No relacionado à classificação dos diagnósticos de enfermagem, a North American
Nursing Diagnosis Association (NANDA) tem contribuído tanto para seu
crescimento e aperfeiçoamento, como para o desenvolvimento de um sistema com
vistas a classificá-los em uma taxonomia(8). Citam-se, também, a Classificação
das Intervenções de Enfermagem (NIC), constituída por uma linguagem padronizada
que descreve os tratamentos realizados pelas enfermeiras, e a Classificação dos
Resultados de Enfermagem (NOC), baseada em uma linguagem padronizada dos
resultados de enfermagem decorrentes das intervenções(9).
A temática do processo de cuidar sempre despertou-me interesse pelo cuidado
sistematizado dispensado a pessoas submetidas as cirurgias cardíacas. Tal
interesse intensificou-se a partir do meu contato como enfermeira assistencial
com pessoas no pós-operatório de cirurgia cardíaca em um hospital de referência
em doenças cardíacas e pulmonares. Então, iniciou-se a pesquisa e leitura sobre
o assunto. Isto fez crescer o envolvimento ao possibilitar perceber a
importância do cuidado de enfermagem e, deste modo, do conhecimento das
necessidades do paciente nessa fase para, a partir daí, planejar intervenções
terapêuticas capazes de prestar assistência de qualidade àquela clientela.
Como no processo de sistematização evidenciam-se algumas lacunas, sentiu-se a
urgência de desenvolver um trabalho que possibilite o norteamento para uma
sistematização mais complexa e ajude no direcionamento do cuidado de
enfermagem. Intencionou-se construir um trabalho voltado para a identificação
dos diagnósticos de enfermagem segundo a taxonomia II da NANDA, mediante uso da
classificação das intervenções de enfermagem e a classificação dos resultados
de enfermagem.
Diante do exposto, percebe-se a relevância do assunto para os profissionais de
enfermagem, pois o cuidado de enfermagem aos pacientes no pós-operatório é de
grande importância para esses profissionais, e merece especial atenção, em
virtude de indicar a necessidade de assistência de enfermagem à pessoa objeto
de cuidado.
A identificação de diagnósticos específicos é fundamental, porquanto a partir
desta, poderá se traçar um plano de intervenções o mais preciso possível. O
objetivo do plano é direcionar o tratamento e, assim atender melhor às
necessidades dos pacientes, contribuindo para a construção do conhecimento e
engrandecimento da enfermagem. A NANDA tem colaborado para o desenvolvimento e
aperfeiçoamento dos diagnósticos de enfermagem e de um sistema para classificá-
los em uma taxonomia(10). Conforme a literatura, a taxonomia da NANDA implica
um arranjo sistemático de fenômenos de enfermagem relacionados em grupos e
baseados nas características que esses fenômenos possuem em comum(10).
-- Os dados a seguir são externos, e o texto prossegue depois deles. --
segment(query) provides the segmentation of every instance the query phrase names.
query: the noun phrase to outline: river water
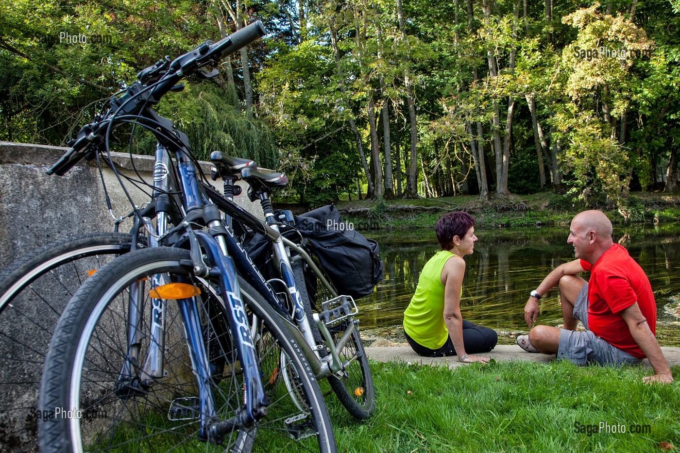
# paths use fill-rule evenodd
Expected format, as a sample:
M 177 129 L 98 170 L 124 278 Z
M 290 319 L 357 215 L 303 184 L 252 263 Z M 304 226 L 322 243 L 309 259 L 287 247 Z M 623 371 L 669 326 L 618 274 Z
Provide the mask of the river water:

Em substituição à classificação pautada nos Padrões de Respostas Humanas
(taxonomia I) surgiu a taxonomia II da NANDA, multiaxial e com flexibilidade da
nomeclatura permitindo modificações e inclusão de novos diagnósticos(10).
A NIC é considerada uma classificação abrangente, pois abarca intervenções da
prática generalista até as áreas de especialidade e padronizada, e pode ser
utilizada por diferentes pessoas, em diversas partes do mundo. Nesse caso, o
foco da atenção é o comportamento do enfermeiro, isso é, o que faz para
auxiliar o paciente na obtenção do resultado desejado9. Conforme se ressalta,
tais intervenções poderão estar relacionadas aos diagnósticos de enfermagem da
NANDA. Portanto, as ligações entre NANDA e NIC facilitam a fundamentação
diagnóstica e a tomada de decisão clínica pelos enfermeiros(11).
Quanto a NOC, é usada para avaliar os resultados nas intervenções de
enfermagem. Tem como objetivos: a identificação, a rotulação, a validação, a
classificação dos resultados e a testagem dos procedimentos de medida para os
resultados e indicadores. Nessa classificação, a enfermagem trabalha com os
resultados mais influenciados pelas intervenções de enfermagem(12). A exemplo
da NIC, na NOC os resultados podem ser utilizados por outras disciplinas. Além
disso, os resultados da NOC podem estar relacionados aos diagnósticos da NANDA.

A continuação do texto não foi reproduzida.